Racial discrimination in the tech industry

(written by lawrence krubner, however indented passages are often quotes). You can contact lawrence at: lawrence@krubner.com, or follow me on Twitter.

Interesting

On June 15, Ozoma went public with her story in a Twitter thread after seeing Pinterest’s statement in response to the protests sweeping the country, which expresses the company’s “solidarity” with the Black Lives Matter movement as well as its “commitment to taking action.” She was swiftly followed by her colleague Aerica Shimizu Banks, another Black woman who was recruited as a public policy and social impact manager at Pinterest. Banks ended up deciding the division of labor on the three-person team, and her role was leading U.S. federal policy. But she was also hired at a lower level than the work she says she was doing. Both women quit their jobs on the same day in May.

“Once I saw the chart, after I was hired, I was concerned that I was not leveled appropriately and was willing to dismiss those concerns if I were promoted,” Banks says. “My manager avoided answering my questions about promotion for weeks, thus denying me the opportunity to address my concerns . . . Consistently I went through all proper internal channels on all my complaints and was met with denial and dismissal.
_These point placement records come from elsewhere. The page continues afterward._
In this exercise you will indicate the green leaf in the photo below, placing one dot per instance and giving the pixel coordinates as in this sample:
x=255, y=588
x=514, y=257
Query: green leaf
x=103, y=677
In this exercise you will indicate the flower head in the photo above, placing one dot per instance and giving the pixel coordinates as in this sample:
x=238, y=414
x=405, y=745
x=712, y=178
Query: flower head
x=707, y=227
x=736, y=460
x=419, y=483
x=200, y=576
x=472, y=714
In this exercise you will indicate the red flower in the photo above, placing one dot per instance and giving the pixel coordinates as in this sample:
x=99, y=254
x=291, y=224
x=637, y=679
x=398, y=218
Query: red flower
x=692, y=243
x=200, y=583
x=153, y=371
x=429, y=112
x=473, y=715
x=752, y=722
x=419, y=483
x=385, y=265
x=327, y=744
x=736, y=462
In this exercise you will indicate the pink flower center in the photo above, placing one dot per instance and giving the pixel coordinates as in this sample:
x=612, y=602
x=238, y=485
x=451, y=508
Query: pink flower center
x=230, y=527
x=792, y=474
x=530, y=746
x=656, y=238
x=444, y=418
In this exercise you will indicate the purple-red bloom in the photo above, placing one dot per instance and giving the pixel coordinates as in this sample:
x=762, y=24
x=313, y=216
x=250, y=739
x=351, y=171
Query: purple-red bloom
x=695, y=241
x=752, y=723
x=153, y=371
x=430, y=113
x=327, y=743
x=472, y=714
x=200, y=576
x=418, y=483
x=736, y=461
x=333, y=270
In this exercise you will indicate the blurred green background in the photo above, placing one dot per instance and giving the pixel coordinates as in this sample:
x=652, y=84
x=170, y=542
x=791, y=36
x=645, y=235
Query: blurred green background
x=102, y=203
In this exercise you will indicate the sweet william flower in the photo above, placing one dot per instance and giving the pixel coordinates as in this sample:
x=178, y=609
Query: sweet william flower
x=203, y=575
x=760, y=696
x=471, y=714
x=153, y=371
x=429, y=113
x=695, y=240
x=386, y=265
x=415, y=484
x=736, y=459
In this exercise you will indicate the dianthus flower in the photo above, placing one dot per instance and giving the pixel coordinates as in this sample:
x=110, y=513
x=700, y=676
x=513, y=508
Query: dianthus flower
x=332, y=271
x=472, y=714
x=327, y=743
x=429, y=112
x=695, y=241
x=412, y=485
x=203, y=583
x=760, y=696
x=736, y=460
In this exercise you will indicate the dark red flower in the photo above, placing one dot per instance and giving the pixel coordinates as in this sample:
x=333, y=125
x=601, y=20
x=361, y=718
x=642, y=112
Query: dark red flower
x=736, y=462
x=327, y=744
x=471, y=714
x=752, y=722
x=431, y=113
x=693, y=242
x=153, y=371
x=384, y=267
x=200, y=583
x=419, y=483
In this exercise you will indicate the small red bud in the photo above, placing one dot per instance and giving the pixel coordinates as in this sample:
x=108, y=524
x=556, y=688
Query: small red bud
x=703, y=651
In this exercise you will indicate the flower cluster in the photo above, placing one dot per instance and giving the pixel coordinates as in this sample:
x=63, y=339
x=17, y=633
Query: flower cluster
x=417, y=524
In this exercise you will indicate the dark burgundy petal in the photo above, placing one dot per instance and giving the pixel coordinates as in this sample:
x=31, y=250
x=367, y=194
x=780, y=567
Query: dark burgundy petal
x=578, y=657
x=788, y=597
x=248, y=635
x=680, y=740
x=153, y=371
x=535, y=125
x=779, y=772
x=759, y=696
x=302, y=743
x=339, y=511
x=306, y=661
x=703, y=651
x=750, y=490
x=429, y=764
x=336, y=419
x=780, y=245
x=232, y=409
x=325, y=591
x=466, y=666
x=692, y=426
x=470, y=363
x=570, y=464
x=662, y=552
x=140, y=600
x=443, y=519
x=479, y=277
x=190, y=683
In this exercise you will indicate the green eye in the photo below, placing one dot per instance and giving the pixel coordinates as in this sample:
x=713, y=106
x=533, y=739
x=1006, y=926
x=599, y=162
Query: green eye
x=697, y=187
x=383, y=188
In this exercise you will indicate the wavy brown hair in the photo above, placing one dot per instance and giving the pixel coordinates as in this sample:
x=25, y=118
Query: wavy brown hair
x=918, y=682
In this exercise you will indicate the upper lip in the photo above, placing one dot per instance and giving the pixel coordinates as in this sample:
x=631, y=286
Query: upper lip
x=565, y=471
It was time to go external.”

Like Ozoma, Banks filed a complaint with the DFEH in January 2020, alleging pay discrimination based on sex and race as well as retaliation for reporting the discrimination. She received the right to sue in February 2020. Both complaints, which Fast Company has reviewed, allege that Ozoma and Banks were doing substantially similar work to their manager, a white man, but were both paid at lower levels.

“We found out he was at the highest level even though we were splitting the work equally in two, and then in three when Aerica started,” Ozoma says. “We were leading the most substantive work that most materially benefited the company.”
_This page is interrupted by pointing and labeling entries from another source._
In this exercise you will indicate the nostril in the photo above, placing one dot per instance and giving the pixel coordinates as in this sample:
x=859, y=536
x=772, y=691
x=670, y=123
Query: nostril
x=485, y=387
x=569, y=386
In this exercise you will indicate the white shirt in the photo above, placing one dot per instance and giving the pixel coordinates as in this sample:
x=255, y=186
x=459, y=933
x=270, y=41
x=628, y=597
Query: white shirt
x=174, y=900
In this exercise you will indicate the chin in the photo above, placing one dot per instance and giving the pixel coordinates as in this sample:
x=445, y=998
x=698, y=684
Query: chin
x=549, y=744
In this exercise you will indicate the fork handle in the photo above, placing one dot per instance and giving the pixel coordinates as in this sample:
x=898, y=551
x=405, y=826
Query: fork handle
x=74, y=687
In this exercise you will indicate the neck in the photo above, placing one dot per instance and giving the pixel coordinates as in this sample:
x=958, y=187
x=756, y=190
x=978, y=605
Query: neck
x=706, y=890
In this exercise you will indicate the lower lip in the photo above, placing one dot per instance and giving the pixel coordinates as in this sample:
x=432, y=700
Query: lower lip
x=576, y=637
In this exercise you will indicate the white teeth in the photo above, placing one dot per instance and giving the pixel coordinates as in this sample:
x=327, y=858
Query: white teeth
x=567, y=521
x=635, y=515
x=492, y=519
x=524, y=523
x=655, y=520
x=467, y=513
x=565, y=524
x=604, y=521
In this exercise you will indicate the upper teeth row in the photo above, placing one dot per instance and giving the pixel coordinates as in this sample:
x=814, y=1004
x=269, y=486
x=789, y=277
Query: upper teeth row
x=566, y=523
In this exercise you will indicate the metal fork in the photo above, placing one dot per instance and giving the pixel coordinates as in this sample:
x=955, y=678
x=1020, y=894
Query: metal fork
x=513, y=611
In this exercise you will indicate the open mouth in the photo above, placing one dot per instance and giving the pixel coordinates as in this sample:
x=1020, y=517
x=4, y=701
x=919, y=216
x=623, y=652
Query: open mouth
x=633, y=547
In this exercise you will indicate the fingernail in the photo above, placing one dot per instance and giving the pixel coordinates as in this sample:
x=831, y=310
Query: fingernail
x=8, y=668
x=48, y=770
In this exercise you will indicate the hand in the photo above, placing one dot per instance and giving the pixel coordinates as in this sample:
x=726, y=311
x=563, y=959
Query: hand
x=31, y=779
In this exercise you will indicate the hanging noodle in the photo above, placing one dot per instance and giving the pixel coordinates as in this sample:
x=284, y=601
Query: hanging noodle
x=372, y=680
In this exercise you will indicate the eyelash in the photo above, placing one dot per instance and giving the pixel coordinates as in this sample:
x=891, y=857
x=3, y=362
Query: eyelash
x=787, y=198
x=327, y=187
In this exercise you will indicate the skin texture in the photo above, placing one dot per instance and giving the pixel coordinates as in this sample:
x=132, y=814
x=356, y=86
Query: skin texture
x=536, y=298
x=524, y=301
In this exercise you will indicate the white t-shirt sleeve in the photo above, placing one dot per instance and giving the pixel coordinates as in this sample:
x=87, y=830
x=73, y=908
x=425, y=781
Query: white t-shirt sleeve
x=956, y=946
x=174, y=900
…. During the most intense racial reckoning this country has faced in decades, dozens of tech companies have stepped forward with statements of support. But given the gaping lack of diversity in tech and the racism and bias problems inherent to many tech products, critics have seen these gestures as little more than platitudes. For both Ozoma and Banks, Pinterest’s statement was a slap in the face after the duo had faced not only pay disparity, but other internal difficulties. Banks says that after she raised issues of pay and reported a colleague’s disparaging remarks about her ethnicity to HR, she faced retaliation. When she recommended that the company not cut pay for contractors over a holiday, Banks says she was stripped of her responsibilities.

When Ozoma was doxxed by another Pinterest employee, she turned to former colleagues at Facebook and Google, who helped her manage the onslaught of racist and sexist messages that she received after her colleague posted her personal information across the internet’s darkest corners. She says she received little help from the company during the first week after the doxxing, and by the time Pinterest decided to step in, much of the cleanup work had been done.

None of this stopped Ozoma from leading some of Pinterest’s most publicized policy changes, including taking down all vaccine misinformation and ending the promotion of slave plantations as attractive wedding venues. The vaccine decision helped shape Pinterest’s image as a leader in handling misinformation online, resulting in articles in publications like The Wall Street Journal, CNN, NPR, and Fast Company, for which she served as the company’s public spokesperson. Banks opened the company’s Washington, D.C., outpost and served as Pinterest’s representative with the federal government, including the FBI and members of Congress, according to her DFEH complaint, along with shaping the company’s regulatory strategy and the company’s position on public policy matters.